For livestock producers, this time of year is always difficult. One would expect to be preparing for colder temperatures, which means bedding livestock, thawing water and getting ready for calving season in much of the Midwest. This year though has been harder than most even leading up to this point.
Mother Nature unleashed rainfall in the spring that made it almost impossible to plant and for some not planting at all was a reality. The United States Department of Agriculture (USDA) Crop Progress report released on May 13, stated U.S. corn planting was only 30% complete. That was far behind the 66% five-year average.
Summer didn't prove to be much better. In our area of Iowa, producers were forced to seed new hay fields due to winter kill. That combined with less than ideal growing conditions made it a challenge to get a dry cutting off the field. This could be a problem this winter as producers face feeding their cattle.
Currently, row crop farmers are struggling to beat winter storms in the race to get crops out of the field. Iowa is having its latest harvest since 2009. Michigan and Wisconsin are only 74% finished while North Dakota continues to struggle at only 43% complete as of December 9.
Operations much like mine count on getting crops out to run cows on corn stalks. A later harvest means less time to run cows on stalks before snowfall. Not to mention, its been so wet farmers have had little to no time to make stalk bales.

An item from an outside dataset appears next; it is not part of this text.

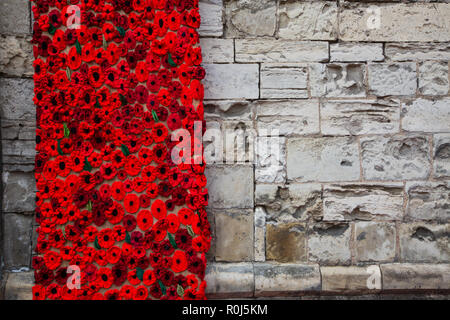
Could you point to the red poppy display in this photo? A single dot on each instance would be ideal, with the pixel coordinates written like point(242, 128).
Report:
point(109, 199)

It snowed three times before we could get corn out this year, so I'd say it's reasonable to think our time frame of cows on stalks will be pretty short this year. That means feeding cows longer in a year when we had a less than successful hay crop. To add to the stress, some of us were forced to start feeding cattle before stalks were even available.
A down holiday season
As we wrap up Thanksgiving and move into the Christmas holiday it is hard to lose sight of the stress farmers are under. Sure, many have a lot to rejoice in but in many parts of the ag sector, the down prices and undesirable circumstances are making it difficult for many.
I sat at a family Thanksgiving last week and listened to a dairy farmer talk about the suicide rate within the industry. He explained that a certain dairy publication is even running the suicide helpline number in their magazine. My heart is broken, thinking about a once prosperous business that is crashing rapidly and bringing farmers down in its path.
Let's not forget our hog producers living in fear that any day could be the day that African swine fever (ASF) impacts the United States.
Poultry producers should be excited about recent export opportunities opening up but it's hard not to feel down for our fellow livestock producers.
In a time where livestock producers should be excited about up incoming sales due to holiday parties, they're worried about how they will care for livestock with minimal feed supply, a shortage of bedding and down prices.
I hope that the gift of love and kindness are enough for many families in the agriculture industry this season because, let's be honest, no one needs the added stress of putting gifts under the tree, especially not the small-town farmer just trying to manage on a day to day basis of unknown prices and Mother Nature's crazy wrath.
Better things to come in 2020?
Cattle prices should rebound when the Tyson plant reopens, also demand from China should make cattle prices higher. Same thing with hog prices, assuming the U.S. is not hit with ASF.
There may be a ray of sunshine on the horizon for the dark clouds currently overhead; let's just hope Mother Nature decides to cooperate.